#15956: WeakValueDictionary does not handle unhashable keys correctly
-------------------------------------+-------------------------------------
Reporter: saraedum | Owner:
Type: defect | Status: needs_review
Priority: minor | Milestone: sage-6.2
Component: misc | Resolution:
Keywords: hash | Merged in:
Authors: | Reviewers:
Report Upstream: N/A | Work issues:
Branch: | Commit:
u/saraedum/ticket/15956 | 3a05a1aec6459e59f0b7069af4bc1100a71a9502
Dependencies: | Stopgaps:
-------------------------------------+-------------------------------------
Changes (by nbruin):
* commit: => 3a05a1aec6459e59f0b7069af4bc1100a71a9502
Comment:
The proposed fix is very elegant and minimal, but it does noticeably
affect a code path that deserves to be very fast: testing that a key does
''not'' occur in the dictionary. Timings:
{{{
%cpaste
cython("""
def test(N,D):
cdef long n=N
for i in range(n):
1 in D
""")
--
}}}
{{{
sage: D=sage.misc.weak_dict.WeakValueDictionary()
sage: D[2]=ZZ
sage: timeit("test(10^7,D)")
5 loops, best of 3: 122 ms per loop
//with the extra hash call:
5 loops, best of 3: 151 ms per loop
sage: D[1]=ZZ
sage: timeit("test(10^7,D)")
5 loops, best of 3: 466 ms per loop
//this of course times the same with the extra hash call
}}}
Compared with a normal dictionary:
{{{
sage: N={}
sage: N[2]=ZZ
sage: timeit("test(10^7,N)")
5 loops, best of 3: 90.6 ms per loop
sage: N[1]=ZZ
sage: timeit("test(10^7,N)")
5 loops, best of 3: 377 ms per loop
}}}
The change from 122ms to 151ms is an increase of 25% in time taken (and
this is for integers, which hash extremely quickly. I've also tried it
with a string key '1', where I got 101ms vs. 127ms, so a penalty of around
30ms/10^7 seems to be expected).
Of course, it's nice if `sage.misc.weak_dict.WeakValueDictionary` is a
perfect drop-in replacement for `weakref.WeakValueDictionary`, but having
better performance at the expense of different edge-case error reporting
(and it's just reporting "key not here" in cases where that's actually
true, and where some other dictionaries raise "key not hashable", so it's
hard to think of an edge case where that seriously affects legitimate
program logic) shouldn't just be dismissed.

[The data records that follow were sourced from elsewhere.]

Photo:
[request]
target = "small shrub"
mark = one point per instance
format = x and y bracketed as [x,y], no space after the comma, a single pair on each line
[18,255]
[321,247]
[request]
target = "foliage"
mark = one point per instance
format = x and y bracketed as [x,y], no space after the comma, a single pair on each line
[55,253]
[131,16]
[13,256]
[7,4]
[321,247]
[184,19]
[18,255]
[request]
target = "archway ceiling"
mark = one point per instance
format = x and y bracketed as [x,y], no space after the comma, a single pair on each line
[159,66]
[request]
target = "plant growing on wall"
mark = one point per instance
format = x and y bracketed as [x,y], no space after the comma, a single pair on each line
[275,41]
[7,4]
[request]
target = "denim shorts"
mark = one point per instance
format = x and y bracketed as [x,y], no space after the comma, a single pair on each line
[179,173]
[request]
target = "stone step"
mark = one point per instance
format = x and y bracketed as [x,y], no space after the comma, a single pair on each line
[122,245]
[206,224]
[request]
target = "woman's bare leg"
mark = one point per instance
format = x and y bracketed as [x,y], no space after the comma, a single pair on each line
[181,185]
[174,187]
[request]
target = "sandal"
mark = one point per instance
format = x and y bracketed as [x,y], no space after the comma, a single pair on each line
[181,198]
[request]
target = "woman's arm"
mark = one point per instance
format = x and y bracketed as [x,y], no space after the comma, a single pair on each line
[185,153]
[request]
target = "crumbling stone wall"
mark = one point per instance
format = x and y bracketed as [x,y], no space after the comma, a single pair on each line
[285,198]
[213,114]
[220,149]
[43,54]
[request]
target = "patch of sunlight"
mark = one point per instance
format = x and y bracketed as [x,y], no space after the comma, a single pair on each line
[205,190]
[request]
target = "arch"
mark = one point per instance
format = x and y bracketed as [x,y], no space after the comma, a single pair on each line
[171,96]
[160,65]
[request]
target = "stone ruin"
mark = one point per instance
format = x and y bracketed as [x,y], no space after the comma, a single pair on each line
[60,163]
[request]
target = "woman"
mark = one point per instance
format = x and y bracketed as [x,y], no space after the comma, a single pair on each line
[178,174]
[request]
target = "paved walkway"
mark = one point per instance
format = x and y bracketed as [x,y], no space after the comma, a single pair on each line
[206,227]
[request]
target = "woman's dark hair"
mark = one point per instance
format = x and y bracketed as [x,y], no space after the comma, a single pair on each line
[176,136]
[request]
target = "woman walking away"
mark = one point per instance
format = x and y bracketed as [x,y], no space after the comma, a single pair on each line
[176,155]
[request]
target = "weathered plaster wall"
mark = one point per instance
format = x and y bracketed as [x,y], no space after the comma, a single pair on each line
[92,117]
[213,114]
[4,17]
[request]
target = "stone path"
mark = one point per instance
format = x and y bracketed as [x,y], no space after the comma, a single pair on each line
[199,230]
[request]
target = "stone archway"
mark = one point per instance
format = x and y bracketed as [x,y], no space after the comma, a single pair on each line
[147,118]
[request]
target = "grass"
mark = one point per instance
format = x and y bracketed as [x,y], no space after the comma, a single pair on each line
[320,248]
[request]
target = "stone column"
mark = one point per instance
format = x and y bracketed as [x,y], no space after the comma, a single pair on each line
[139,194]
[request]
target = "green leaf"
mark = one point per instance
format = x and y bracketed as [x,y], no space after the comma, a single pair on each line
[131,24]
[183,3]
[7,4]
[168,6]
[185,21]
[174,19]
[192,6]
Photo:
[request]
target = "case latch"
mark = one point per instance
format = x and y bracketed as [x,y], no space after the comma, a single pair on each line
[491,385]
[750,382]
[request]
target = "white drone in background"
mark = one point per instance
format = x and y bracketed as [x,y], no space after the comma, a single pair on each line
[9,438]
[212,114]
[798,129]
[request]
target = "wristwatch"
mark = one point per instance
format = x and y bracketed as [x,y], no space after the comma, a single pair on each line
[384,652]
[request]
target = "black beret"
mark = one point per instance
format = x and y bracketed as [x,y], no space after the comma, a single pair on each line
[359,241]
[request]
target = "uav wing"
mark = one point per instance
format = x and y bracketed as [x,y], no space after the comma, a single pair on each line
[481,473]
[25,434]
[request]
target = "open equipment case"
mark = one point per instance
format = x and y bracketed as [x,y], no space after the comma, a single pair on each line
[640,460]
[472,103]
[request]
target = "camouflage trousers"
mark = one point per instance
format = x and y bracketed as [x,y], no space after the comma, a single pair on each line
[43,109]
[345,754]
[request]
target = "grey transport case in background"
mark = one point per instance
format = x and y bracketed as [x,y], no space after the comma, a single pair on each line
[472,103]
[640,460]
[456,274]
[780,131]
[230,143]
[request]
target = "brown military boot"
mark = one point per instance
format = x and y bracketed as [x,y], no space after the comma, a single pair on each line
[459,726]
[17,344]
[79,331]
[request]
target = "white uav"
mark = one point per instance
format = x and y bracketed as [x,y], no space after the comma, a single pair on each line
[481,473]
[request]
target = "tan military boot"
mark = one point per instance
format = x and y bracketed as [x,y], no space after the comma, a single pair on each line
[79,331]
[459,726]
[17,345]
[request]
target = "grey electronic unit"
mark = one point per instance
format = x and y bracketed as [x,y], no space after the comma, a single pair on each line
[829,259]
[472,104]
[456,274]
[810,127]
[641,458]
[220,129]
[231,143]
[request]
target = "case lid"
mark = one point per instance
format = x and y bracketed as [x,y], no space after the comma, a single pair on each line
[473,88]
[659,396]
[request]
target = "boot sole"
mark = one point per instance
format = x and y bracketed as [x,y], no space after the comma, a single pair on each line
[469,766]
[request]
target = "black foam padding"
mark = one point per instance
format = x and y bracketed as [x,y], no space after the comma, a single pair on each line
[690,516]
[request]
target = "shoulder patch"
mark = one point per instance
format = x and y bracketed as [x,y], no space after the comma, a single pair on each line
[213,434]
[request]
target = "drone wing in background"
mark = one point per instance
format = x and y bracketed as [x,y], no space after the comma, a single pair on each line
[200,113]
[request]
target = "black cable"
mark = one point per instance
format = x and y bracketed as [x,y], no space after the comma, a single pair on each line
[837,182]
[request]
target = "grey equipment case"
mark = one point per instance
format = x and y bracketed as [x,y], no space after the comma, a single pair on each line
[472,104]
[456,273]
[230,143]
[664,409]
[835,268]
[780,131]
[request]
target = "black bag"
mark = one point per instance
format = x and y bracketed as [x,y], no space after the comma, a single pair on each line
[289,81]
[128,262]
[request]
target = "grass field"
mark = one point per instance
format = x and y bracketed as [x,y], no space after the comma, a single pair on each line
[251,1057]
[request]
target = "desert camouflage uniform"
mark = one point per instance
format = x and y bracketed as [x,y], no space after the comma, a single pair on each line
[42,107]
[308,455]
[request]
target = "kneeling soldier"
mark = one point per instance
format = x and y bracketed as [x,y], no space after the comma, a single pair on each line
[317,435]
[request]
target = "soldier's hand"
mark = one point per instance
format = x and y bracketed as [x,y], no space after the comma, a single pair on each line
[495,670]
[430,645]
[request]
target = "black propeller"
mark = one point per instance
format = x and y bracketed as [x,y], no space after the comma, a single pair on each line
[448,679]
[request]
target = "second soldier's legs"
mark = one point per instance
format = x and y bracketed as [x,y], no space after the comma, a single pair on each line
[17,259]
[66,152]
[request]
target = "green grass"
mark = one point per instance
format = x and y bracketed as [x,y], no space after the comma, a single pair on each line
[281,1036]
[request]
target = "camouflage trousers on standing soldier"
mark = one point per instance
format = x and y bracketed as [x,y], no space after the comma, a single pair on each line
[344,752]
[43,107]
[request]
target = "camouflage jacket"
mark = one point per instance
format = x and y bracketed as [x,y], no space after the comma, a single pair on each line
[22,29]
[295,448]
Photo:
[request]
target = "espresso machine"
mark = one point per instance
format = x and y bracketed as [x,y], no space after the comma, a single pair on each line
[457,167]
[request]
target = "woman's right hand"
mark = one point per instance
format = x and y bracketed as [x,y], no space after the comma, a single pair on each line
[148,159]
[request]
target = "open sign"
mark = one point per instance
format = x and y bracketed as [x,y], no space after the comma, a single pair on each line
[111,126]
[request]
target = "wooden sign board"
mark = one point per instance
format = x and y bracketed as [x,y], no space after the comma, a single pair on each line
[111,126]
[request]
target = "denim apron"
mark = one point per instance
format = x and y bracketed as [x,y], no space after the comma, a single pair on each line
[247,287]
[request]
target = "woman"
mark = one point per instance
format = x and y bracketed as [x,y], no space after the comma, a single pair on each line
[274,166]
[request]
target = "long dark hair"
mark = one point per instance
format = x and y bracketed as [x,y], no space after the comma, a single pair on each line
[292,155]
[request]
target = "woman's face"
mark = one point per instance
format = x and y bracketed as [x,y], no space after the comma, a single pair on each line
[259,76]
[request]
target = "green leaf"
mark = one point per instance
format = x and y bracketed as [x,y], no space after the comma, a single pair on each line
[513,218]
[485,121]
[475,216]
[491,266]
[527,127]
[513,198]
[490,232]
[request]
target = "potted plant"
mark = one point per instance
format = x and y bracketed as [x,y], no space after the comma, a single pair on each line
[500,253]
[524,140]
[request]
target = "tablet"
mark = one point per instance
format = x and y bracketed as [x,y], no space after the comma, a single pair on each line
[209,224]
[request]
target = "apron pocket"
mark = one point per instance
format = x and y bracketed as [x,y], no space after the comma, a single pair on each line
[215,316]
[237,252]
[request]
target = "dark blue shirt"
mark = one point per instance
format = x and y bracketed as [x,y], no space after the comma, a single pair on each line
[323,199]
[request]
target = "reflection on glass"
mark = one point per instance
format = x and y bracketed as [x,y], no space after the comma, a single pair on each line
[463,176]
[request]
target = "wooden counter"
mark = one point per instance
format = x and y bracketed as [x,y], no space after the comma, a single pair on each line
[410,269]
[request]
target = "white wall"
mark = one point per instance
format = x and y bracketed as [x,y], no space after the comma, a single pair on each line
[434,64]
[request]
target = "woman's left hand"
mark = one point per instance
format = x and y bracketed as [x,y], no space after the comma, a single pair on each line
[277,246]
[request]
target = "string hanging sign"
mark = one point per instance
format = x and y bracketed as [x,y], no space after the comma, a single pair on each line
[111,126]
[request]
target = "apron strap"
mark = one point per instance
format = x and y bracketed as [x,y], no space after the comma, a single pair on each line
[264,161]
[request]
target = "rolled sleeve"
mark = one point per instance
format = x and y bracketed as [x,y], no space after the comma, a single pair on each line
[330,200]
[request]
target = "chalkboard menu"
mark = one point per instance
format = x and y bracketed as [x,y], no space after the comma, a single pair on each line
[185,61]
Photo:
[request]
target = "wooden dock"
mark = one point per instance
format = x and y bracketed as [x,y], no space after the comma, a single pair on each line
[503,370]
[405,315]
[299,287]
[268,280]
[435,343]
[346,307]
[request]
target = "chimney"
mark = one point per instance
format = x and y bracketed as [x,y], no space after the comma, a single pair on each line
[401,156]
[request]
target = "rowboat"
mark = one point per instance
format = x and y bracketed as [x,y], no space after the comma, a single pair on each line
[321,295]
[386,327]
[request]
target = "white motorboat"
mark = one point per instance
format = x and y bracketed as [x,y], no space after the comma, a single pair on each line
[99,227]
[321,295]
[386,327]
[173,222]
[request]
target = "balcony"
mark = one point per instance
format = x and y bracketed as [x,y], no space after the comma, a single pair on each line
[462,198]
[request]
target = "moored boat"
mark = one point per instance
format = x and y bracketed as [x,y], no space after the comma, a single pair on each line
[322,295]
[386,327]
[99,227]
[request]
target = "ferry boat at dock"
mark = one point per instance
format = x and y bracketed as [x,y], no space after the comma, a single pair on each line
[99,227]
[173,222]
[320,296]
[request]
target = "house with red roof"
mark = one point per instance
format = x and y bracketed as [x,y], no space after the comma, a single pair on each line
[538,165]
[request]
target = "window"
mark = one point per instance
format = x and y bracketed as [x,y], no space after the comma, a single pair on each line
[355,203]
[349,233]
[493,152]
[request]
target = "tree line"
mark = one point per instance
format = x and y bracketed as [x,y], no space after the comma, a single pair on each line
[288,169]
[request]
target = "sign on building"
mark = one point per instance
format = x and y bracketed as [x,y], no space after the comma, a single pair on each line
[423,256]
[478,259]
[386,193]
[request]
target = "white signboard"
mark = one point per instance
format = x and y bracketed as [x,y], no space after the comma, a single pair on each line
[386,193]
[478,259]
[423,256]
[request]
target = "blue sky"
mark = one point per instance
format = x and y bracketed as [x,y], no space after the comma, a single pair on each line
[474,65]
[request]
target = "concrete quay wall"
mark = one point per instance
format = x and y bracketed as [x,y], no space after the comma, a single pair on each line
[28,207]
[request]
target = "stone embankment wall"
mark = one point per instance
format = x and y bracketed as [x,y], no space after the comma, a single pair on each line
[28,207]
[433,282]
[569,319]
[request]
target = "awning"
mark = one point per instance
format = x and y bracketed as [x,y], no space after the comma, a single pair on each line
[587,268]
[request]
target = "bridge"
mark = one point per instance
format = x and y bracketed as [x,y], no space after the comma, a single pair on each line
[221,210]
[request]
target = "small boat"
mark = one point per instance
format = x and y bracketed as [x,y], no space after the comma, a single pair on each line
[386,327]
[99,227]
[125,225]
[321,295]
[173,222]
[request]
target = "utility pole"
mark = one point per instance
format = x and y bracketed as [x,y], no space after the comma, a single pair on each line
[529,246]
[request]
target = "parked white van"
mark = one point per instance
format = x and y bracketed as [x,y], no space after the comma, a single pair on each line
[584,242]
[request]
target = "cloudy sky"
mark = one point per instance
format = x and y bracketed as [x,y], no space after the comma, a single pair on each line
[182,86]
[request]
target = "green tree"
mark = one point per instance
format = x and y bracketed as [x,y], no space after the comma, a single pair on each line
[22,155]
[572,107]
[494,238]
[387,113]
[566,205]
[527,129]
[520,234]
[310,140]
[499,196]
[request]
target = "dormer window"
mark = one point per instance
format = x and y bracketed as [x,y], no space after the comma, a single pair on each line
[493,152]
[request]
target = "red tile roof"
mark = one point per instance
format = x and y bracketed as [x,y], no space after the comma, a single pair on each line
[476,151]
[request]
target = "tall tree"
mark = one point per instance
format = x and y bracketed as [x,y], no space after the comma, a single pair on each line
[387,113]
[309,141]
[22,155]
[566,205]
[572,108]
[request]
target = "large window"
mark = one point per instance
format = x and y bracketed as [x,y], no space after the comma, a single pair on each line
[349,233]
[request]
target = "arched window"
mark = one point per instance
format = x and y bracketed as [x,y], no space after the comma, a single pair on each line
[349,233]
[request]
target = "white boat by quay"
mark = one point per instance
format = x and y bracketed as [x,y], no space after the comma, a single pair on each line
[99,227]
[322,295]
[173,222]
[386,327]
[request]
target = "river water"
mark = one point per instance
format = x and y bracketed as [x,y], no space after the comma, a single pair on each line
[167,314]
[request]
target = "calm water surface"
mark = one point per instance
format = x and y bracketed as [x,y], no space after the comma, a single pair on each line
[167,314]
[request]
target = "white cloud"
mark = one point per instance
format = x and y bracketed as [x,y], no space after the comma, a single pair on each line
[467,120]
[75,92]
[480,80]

We could of course patch python and backport `PyDict_GetItemWithError` and
get a proper fix, without performance degradation.
For the current proposal, I'd like to see some real-world motivation to
bring the error reporting in line with other dictionaries before I'd
consider significantly degrading performance.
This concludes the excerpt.